Breyers Fried Ice Cream

Okay, snackers: what’s your favorite carnival food? Are you drawn to the fleeting, airy sweetness of cotton candy? Does the gums-binding goodness of saltwater taffy call your name? Maybe you flip over funnel cakes.

I’m personally quite a fan of churros. Eggy and rich at their centers, with a perfectly warm, crisp shell rolled in sugar, cinnamon and honey, the long Mexican pastries manage to satisfy several of my cravings at once. They’re probably laden with about 700 calories apiece, but somehow I manage to forgive myself for occasional consumption. After all, they’re doused in cinnamon, and everyone knows that counteracts the negative effects of the sugar, or… something like that.

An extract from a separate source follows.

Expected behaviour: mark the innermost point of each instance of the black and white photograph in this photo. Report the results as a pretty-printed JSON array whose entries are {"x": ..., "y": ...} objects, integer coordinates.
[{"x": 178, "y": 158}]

In any case, thanks to some free ice cream coupons, I’ve managed to find something which, for my fellow churro fans, might approach heaven in a half-gallon tub. Named Breyer’s Overload Fried Ice Cream, this wonderfully creamy treat manages to push all the same snacking buttons as a churro, and at a fraction of the caloric cost… assuming you can limit yourself to a few servings per sitting, that is.

If you’re hungry when you reach this ice cream, that may prove problematic. Breyer’s Overload Fried Ice Cream is incredibly addictive. The box describes the flavor as “Cinnamon Caramel flavored Light Ice Cream with a Honey Caramel Swirl & Cinnamon Sugar Tostada Pieces.”

While that description will be enough to bring this ice cream from the store freezers to those in many homes, the actual taste, consistency, and quality of the product will ensure it doesn’t stay there for long. All flavors described on the box - honey, caramel and cinnamon - are present and pronounced, even when the product is at its closest-to-frozen (a frequent flavor-killer in ice cream). They’re even nicer a few minutes removed from the freezer, as the cream’s consistency begins to soften.

Aside from the unusually accurate and distinctive flavors, the first thing I noticed about Breyer’s Fried Ice Cream was its super-creaminess. This is near the same level found in super-premium brands like Ben & Jerry’s. For a supposed “light ice cream,” this sweet, cinnamon-y blend melts quickly. It seems to lack the gums and thickening agents of so many “light” ice cream options. I can only assume that its 140-per-half-cup calorie count is due to its air content. The stuff’s not ultra-dense, but with the creamy texture and intensity of the flavor, that’s not something most people will notice.

While, to me, the ice cream’s base represents the custard-like interior of a churro, the swirls of honey-caramel throughout remind me of what churros are topped with - or, more accurately, dipped into after removal form the deep-fat fryer but before their final cinnamon-sugar bath. Taken separately from their surroundings, the ribbons are almost too sweet. Thankfully, they’re neither over- nor under-abundant in the mixture, and bring the sugar-level up to the incredibly sweet but not-intolerably-so level of a churro (or, I suppose, of fried ice cream - this flavor’s namesake).

In all honesty, the little cinnamon-sugar tostada pieces strewn throughout this blend add little to the overall flavor. They do, however, provide the necessary textural contrast for something billing itself as “Fried Ice Cream.” Although they aren’t quite reminiscent of a fresh-fried churro’s shell, their crunchiness adds a fun, “snappy” element of unpredictability to each bite.

On my personal ratings scale fro frozen desserts, I’d rank Breyer’s Overload Fried Ice Cream a solid 9. The only ways to improve upon this, in my mind, would be for Ben and Jerry’s or Haagen-Dazs to release a version. Any creamy, intensely-flavored ice cream capable of bringing to mind a sinful pastry treat for only a fraction of the consequence is fine in my book!